Ser cobaia em concursos para recém-especialistas
USF As Gândras, ULS Coimbra

Ser cobaia em concursos para recém-especialistas

Os médicos que terminaram a sua formação especializada em março de 2024, depararam-se com uma mudança no concurso que iria definir o seu futuro profissional. Em vez de nacional, como esperado, a responsabilidade transitava para as Unidades Locais de Saúde. Assim sendo, cada uma realizaria o seu próprio concurso, com os seus próprios critérios e o seu próprio timing. Desde logo, houve muita incerteza e muitas perguntas sem resposta. Mas a perceção entre os recém-especialistas de MGF parecia consensual: “isto não vai correr bem”.

Na minha opinião, foram vários os aspetos que falharam e que demonstraram, acima de tudo, desorganização e falta de competências para um processo de recrutamento como este. Tivemos ULS que inicialmente não disponibilizaram a que unidades de saúde correspondiam as suas vagas. Outras, que depois de terminado o prazo para concurso, publicaram novo aviso de abertura, com mudanças de requisitos e de vagas disponíveis.

Os critérios de seleção eram por vezes subjetivos, levando a uma sensação de injustiça e de imprevisibilidade. Algumas ULS optaram pela realização de entrevistas, chegando a entrevistar cerca de 50 candidatos num dia. Além disso, tivemos concursos a considerar experiência profissional que, como recém-especialistas, não é sequer possível que tenhamos. Por outro lado, tivemos ULS a valorizar significativamente doutoramentos ou mestrados em áreas específicas, como se tratasse de um recrutamento de professores universitários.

No momento da escolha, alguns de nós tiveram que optar por uma vaga através de uma chamada telefónica, sem aviso prévio e sem tempo de reflexão. Outros tiveram que reorganizar-se de forma a estarem presentes em reuniões obrigatórias, sob pena de exclusão, para as quais foram convocados com menos de 24 horas de antecedência.

Esta fase é sempre marcada por ansiedade e expectativa, pela importância que tem no futuro profissional de um médico. Sinto que, este ano, a ansiedade foi exacerbada por concursos atrás de concursos, com requisitos e critérios distintos. Concursos esses que ocorreram muito desfasados no tempo, obrigando-nos a aceitar ou rejeitar uma vaga numa ULS, sem saber da possibilidade de escolha de uma vaga mais desejada noutra. E a expectativa transformou-se em desilusão e desesperança…

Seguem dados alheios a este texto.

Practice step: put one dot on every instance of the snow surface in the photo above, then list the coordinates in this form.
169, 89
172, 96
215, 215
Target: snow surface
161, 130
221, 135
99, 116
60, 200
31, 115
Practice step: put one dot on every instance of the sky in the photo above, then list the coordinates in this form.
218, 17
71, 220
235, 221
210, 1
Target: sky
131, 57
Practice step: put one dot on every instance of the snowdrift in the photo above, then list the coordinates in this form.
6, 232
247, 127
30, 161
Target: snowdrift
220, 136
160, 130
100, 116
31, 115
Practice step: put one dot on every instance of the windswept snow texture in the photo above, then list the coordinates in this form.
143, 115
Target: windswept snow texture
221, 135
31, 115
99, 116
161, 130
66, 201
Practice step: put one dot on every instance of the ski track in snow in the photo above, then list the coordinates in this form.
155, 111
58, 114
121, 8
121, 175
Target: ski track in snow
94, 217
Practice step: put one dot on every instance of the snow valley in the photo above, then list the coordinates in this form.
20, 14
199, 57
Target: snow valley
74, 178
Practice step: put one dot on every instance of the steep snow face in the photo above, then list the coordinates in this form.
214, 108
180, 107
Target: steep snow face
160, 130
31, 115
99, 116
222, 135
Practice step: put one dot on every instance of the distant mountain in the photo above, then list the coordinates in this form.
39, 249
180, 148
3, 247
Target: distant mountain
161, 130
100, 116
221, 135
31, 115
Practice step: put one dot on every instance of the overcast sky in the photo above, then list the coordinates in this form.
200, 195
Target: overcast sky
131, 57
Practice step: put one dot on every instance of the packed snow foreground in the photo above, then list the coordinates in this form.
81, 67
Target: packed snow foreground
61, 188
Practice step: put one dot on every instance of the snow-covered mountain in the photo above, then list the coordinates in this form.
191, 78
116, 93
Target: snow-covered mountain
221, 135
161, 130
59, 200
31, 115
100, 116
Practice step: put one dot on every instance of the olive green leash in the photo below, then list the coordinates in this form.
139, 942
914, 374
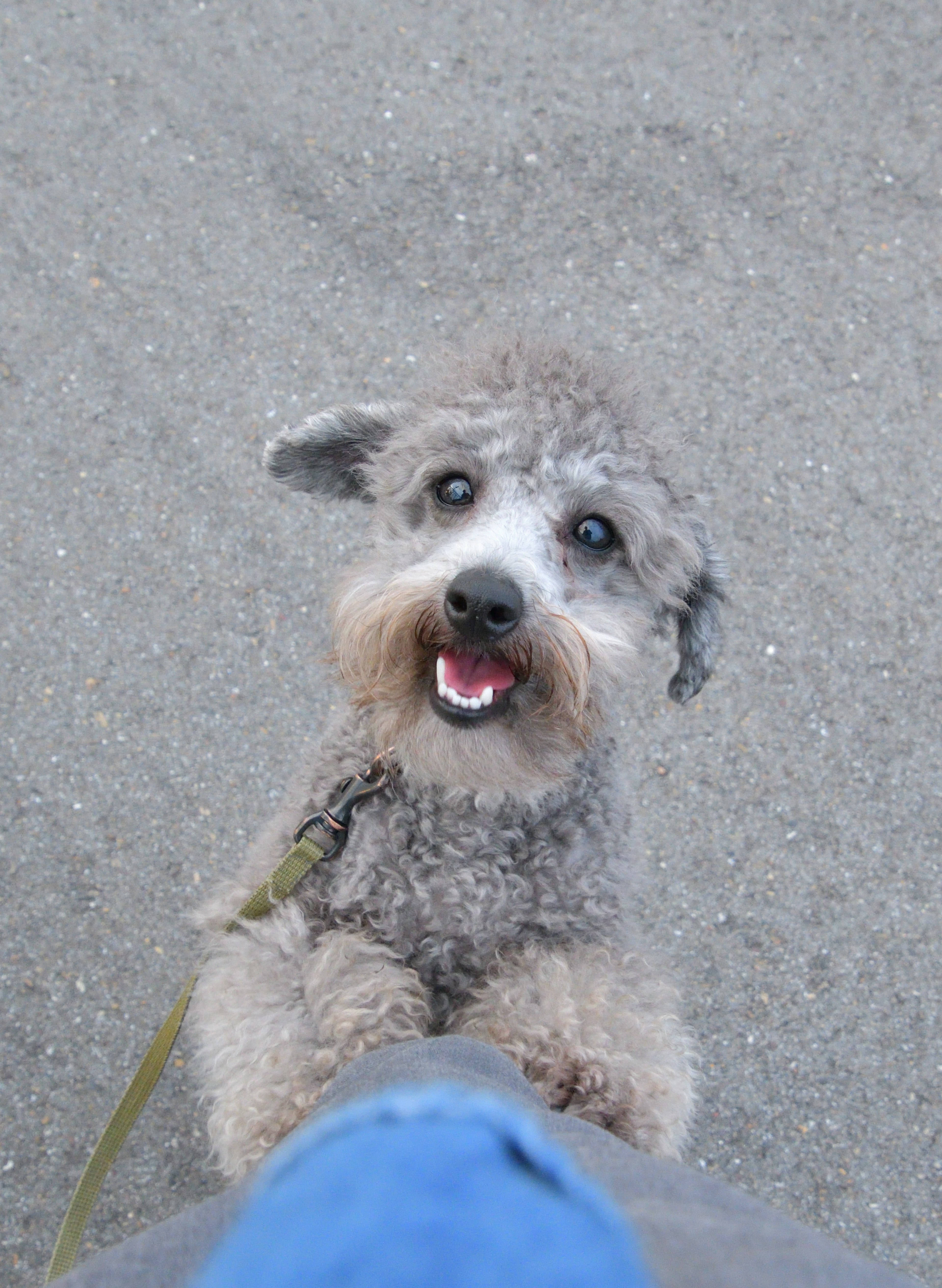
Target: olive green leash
330, 827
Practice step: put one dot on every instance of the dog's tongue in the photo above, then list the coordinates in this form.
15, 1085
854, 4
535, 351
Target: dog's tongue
472, 676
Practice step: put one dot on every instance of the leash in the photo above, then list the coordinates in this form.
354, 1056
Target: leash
329, 829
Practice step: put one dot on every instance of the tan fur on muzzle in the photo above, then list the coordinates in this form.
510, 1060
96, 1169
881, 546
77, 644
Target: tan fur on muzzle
390, 634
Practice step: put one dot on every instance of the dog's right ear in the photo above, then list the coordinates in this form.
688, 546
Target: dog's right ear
328, 451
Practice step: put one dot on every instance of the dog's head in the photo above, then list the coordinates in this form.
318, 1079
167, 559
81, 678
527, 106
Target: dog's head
525, 535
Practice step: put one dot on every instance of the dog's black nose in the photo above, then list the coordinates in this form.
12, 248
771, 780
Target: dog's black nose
481, 606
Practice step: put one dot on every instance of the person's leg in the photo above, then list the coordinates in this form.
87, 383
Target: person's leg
693, 1229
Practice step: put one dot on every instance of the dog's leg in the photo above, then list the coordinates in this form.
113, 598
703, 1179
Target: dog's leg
275, 1018
596, 1033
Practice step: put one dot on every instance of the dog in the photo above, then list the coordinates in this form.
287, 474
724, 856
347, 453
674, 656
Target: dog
523, 533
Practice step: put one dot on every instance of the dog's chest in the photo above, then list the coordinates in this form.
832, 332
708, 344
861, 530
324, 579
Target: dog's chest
448, 887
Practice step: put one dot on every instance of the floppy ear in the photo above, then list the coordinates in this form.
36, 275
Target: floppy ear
328, 451
698, 624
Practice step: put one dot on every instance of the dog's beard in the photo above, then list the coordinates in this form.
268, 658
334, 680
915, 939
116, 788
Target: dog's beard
388, 636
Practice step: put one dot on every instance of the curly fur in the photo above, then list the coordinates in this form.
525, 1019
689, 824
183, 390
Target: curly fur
488, 891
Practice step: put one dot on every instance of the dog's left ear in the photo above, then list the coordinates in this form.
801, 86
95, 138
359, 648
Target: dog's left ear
328, 451
698, 624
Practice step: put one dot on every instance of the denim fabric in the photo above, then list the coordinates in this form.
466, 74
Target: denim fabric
426, 1187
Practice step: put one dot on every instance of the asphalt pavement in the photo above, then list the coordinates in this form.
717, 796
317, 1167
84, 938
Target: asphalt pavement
220, 217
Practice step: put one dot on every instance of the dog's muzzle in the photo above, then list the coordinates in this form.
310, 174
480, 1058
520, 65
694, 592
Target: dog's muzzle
471, 683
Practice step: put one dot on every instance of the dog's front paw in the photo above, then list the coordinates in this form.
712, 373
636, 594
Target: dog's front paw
566, 1081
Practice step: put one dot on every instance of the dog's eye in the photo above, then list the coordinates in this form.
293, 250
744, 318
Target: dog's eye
593, 534
455, 491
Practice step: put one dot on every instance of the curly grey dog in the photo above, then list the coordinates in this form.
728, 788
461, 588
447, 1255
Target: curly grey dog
526, 533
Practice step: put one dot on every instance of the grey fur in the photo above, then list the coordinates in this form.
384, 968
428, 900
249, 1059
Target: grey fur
489, 889
328, 451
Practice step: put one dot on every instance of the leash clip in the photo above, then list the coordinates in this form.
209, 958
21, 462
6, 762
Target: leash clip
334, 821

Em novembro, há ainda ULS a terminar o seu processo de recrutamento. Todo este atraso tem impacto nos candidatos, que veem o seu futuro (e o das suas famílias) adiado, pendente do local de colocação. Até lá, respondem às necessidades das ULS da sua formação, realizando atividades de especialista, mas com remuneração de interno. As incongruências e o arrastar deste processo transparecem desrespeito e desvalorização do nosso trabalho. Apesar da vontade de colaborar no SNS, muitos acabaram por optar por outros rumos, ingressar no setor privado ou até mudar de país, por estarem cansados, desanimados e precisarem de alguma definição do seu futuro.

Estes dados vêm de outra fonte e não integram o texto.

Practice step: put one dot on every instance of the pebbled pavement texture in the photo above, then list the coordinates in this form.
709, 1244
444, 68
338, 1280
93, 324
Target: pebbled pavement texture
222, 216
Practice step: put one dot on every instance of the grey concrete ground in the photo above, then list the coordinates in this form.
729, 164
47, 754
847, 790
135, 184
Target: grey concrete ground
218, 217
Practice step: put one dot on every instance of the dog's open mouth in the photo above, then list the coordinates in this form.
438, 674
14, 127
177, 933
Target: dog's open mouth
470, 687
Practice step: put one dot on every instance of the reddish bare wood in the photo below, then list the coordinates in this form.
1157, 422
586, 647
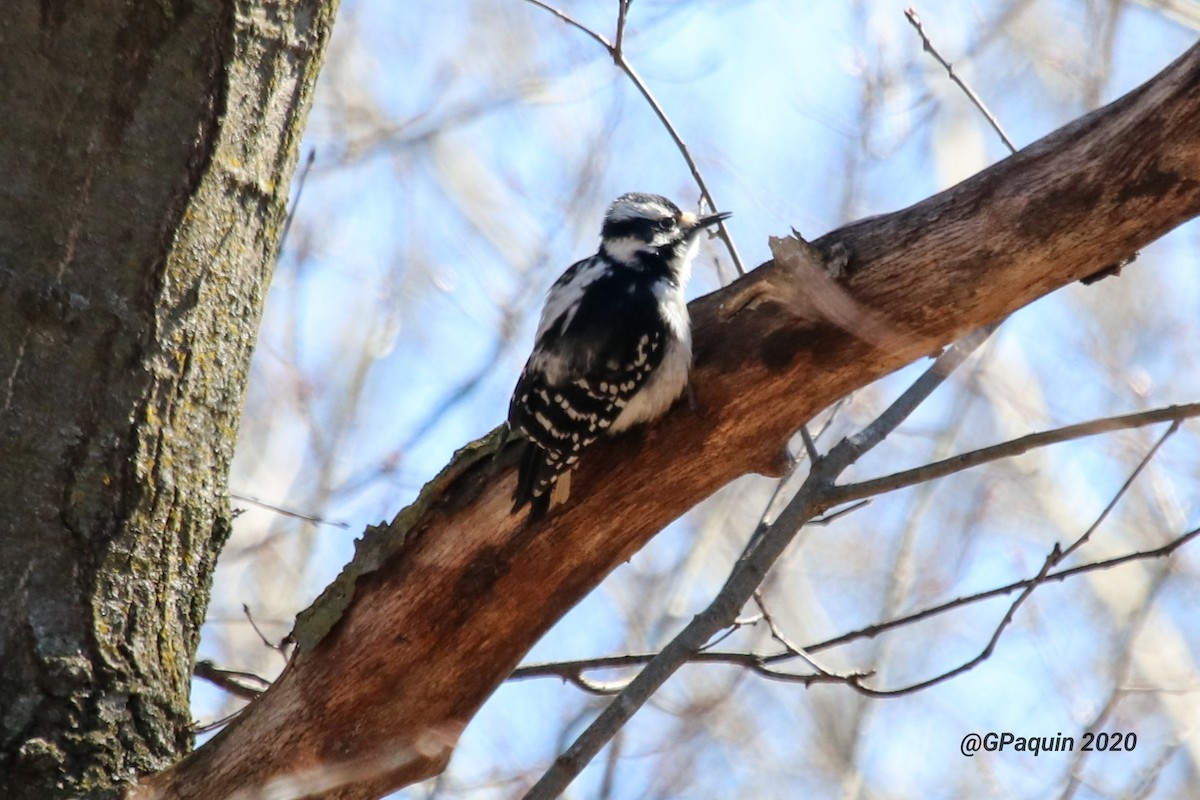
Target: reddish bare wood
379, 702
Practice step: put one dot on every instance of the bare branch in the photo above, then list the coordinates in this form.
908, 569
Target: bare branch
245, 685
915, 20
1011, 449
439, 606
618, 58
568, 669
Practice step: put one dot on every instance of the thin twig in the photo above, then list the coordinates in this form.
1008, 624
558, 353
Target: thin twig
295, 202
245, 685
287, 512
570, 671
277, 647
748, 573
1125, 487
871, 631
915, 20
937, 469
618, 58
1054, 559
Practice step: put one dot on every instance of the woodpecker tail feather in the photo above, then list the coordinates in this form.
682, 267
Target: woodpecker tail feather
535, 479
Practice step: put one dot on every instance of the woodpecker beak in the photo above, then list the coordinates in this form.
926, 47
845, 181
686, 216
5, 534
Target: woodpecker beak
713, 218
696, 224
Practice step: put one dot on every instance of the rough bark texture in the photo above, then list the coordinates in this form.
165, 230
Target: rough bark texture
147, 150
439, 606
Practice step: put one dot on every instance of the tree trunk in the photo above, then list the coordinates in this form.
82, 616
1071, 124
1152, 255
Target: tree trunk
147, 151
438, 607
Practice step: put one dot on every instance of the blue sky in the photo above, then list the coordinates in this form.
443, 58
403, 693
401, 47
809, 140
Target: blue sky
463, 156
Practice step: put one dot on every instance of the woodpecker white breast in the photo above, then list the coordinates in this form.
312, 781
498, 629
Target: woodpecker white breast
613, 344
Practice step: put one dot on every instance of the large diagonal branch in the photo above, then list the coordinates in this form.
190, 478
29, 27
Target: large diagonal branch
438, 607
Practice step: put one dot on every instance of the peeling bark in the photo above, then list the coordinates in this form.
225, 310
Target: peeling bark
444, 602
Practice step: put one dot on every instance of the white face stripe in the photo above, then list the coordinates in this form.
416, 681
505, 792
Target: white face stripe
640, 209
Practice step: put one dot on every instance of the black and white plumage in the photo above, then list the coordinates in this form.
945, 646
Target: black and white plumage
613, 344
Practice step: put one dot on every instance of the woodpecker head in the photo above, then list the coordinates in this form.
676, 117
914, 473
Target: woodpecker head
648, 229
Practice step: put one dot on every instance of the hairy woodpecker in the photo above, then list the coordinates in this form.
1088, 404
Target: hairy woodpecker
613, 346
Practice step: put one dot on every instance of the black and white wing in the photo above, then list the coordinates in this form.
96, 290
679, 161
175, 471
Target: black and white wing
583, 371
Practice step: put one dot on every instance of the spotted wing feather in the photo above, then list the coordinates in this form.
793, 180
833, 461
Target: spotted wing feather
570, 394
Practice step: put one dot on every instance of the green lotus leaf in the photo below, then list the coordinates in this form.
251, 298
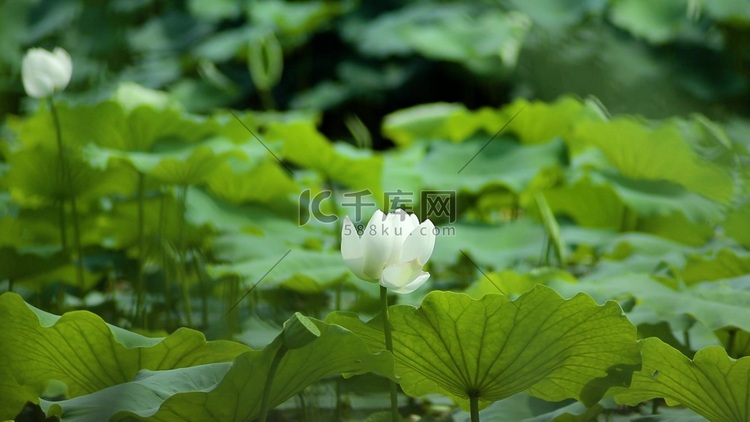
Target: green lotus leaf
306, 147
491, 246
35, 178
659, 154
658, 24
711, 384
714, 304
493, 348
737, 224
84, 353
721, 264
229, 392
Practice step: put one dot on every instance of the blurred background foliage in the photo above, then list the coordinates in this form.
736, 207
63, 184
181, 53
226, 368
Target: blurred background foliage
365, 59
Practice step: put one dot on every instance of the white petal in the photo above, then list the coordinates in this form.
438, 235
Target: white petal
403, 277
43, 72
376, 246
420, 243
38, 86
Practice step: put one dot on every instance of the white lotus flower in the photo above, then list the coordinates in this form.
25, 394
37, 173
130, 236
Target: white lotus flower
45, 72
392, 250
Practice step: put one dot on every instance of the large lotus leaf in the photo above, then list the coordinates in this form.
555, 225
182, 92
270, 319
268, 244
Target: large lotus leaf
655, 154
737, 225
712, 384
554, 15
298, 269
677, 227
265, 182
725, 263
36, 269
493, 348
437, 121
475, 164
224, 392
538, 122
83, 352
132, 121
178, 164
491, 246
714, 304
588, 205
482, 37
113, 227
204, 209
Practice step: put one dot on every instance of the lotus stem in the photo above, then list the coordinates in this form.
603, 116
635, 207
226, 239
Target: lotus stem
474, 407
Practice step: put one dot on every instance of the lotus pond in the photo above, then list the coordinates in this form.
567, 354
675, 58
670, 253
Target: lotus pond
355, 211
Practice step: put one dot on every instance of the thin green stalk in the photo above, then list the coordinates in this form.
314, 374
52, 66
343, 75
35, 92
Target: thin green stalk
389, 347
204, 291
269, 382
474, 406
68, 187
61, 209
182, 254
140, 307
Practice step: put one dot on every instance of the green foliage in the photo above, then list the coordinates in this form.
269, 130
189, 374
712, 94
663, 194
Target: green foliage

Pelas razões enumeradas e muitas outras, a meu ver, este concurso foi um fracasso. Motivou instabilidade nas nossas vidas, no funcionamento das unidades de saúde e levou a que muitos utentes perdessem a possibilidade de ter um médico de família. Espero, sinceramente, que os médicos comecem a ser ouvidos e que não tenhamos mais colegas a ter que ser cobaias de modelos de concurso desajustados da realidade. Senão perdemos nós, mas perdem, sobretudo, os utentes.